Muslime: Ruhe um Nuhr-Anzeige

Berlin.(KNA) Der Zentralrat der Muslime in Deutschland (ZMD) ruft bezüglich der Anzeige wegen "religiöser Beleidigung" gegen den Kabarettisten Dieter Nuhr zu Gelassenheit auf. Der Anzeigenerstatter, der türkischstämmige Osnabrücker Erhart Toka, sei bekannt als jemand, der "immer mal wieder aufwiegelt, Stress mit der Gemeinde macht", sagte Zentralratspräsident Aiman Mazyek im "rbb Inforadio". Die Mehrheit der Muslime könne sich mit der Anzeige gegen Nuhr nicht identifizieren, betonte er.

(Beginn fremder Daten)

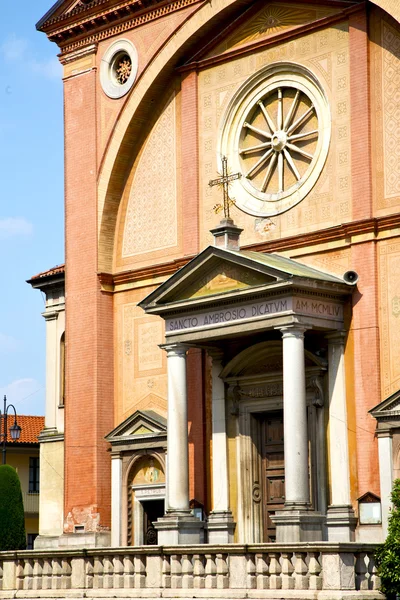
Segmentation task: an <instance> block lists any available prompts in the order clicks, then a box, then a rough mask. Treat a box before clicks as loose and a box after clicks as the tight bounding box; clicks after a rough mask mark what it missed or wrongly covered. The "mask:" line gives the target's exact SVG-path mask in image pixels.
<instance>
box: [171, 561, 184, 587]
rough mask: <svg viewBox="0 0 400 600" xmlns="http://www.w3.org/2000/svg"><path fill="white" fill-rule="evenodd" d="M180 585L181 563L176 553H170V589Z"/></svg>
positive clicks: (181, 576)
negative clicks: (170, 581) (170, 577)
mask: <svg viewBox="0 0 400 600" xmlns="http://www.w3.org/2000/svg"><path fill="white" fill-rule="evenodd" d="M181 587H182V564H181V557H180V555H178V554H171V589H173V590H175V589H179V588H181Z"/></svg>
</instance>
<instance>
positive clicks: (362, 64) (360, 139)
mask: <svg viewBox="0 0 400 600" xmlns="http://www.w3.org/2000/svg"><path fill="white" fill-rule="evenodd" d="M349 34H350V93H351V175H352V182H351V184H352V195H353V202H352V206H353V219H354V220H358V219H368V218H369V217H371V216H372V174H371V117H370V115H371V113H370V94H369V88H370V81H369V54H368V33H367V16H366V13H365V12H362V13H361V12H358V13H356V14H355V15H351V16H350V19H349Z"/></svg>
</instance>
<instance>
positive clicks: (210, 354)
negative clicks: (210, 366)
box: [206, 348, 224, 362]
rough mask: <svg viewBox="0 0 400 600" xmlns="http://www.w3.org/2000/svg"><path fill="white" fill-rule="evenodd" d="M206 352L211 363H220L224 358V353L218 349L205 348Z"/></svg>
mask: <svg viewBox="0 0 400 600" xmlns="http://www.w3.org/2000/svg"><path fill="white" fill-rule="evenodd" d="M206 350H207V354H208V356H209V357H210V358H212V360H213V362H214V361H218V360H219V361H220V362H222V360H223V358H224V353H223V351H222V350H221V349H220V348H206Z"/></svg>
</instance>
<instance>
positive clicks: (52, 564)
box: [42, 558, 53, 590]
mask: <svg viewBox="0 0 400 600" xmlns="http://www.w3.org/2000/svg"><path fill="white" fill-rule="evenodd" d="M52 578H53V562H52V560H51V558H44V559H43V570H42V589H43V590H51V587H52Z"/></svg>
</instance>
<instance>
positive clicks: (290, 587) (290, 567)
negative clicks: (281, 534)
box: [282, 552, 294, 590]
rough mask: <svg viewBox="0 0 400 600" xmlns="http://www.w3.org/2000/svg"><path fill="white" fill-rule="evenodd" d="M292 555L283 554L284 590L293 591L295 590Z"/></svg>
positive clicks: (282, 574) (282, 569)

Mazyek merkte kritisch an, ein Satiriker solle in erster Linie kabarettistisch arbeiten und nicht die Religion auslegen. Letzten Endes müsse Nuhr aber selbst verantworten, wenn er "fundamentalistische Lesarten" über den Islam in seinem Programm verbreite. Diese Debatte solle jedoch außerhalb der Gerichte geführt werden und nicht in einer Anklage oder Anzeige münden, so Mazyek: "Das ist nicht die Haltung der Muslime".